Originally Posted by ShortcutToMoncton View Post
It was a stupid ****ing argument all-round in my opinion, bluntly speaking. Yes, there's lots of reasons not to use your own house purely as an investment property; America just had an economic meltdown somewhat based on that entire concept. On the other hand, someone who's looking to "flip the house" to make some money should be entirely aware of this risk and is aware that they are subject to external market forces, sheer bad luck, etc. - and is even more acutely aware that they will, you know, have to move out when they sell the house they are renovating in order to sell. Advising someone who's decided they want to try to flip a house not to do so if it will be their own residence because "moving is a huge pain in the ass" is a moronic statement, period, full stop. Considering subego didn't even bother to make the entirely valid point of factoring moving costs into the profit margin, I would say it was the most uselessly contrarian stance I've read lately.
I'll say it again: entirely like arguing semantics with besson - round and round in a circle while entirely avoiding the issue at hand.
This is because you've spent all your time telling me what you think I'm saying is ****ing stupid rather than actually trying to understand what I'm saying.
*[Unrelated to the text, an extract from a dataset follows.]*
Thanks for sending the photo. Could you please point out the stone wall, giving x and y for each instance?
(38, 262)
My argument is you don't want to lose control.

If it's house first, investment second, you decide when to move. If it's investment first, house second, the market decides when you move.

Part of letting the market decide is having the house on the market, always. That means you never stop having buyers traipse through. It also means decorating impersonally.

If you've thought about these things, and probably other things I haven't even thought of, yet it still appeals, then as I said: have at it. For a lot of people, that sort of shit wouldn't be worth the income, and may not be the things they've thought through.


To put it another way: if you live in your own investment property, you're basically renting from yourself, and your landlord's an asshole.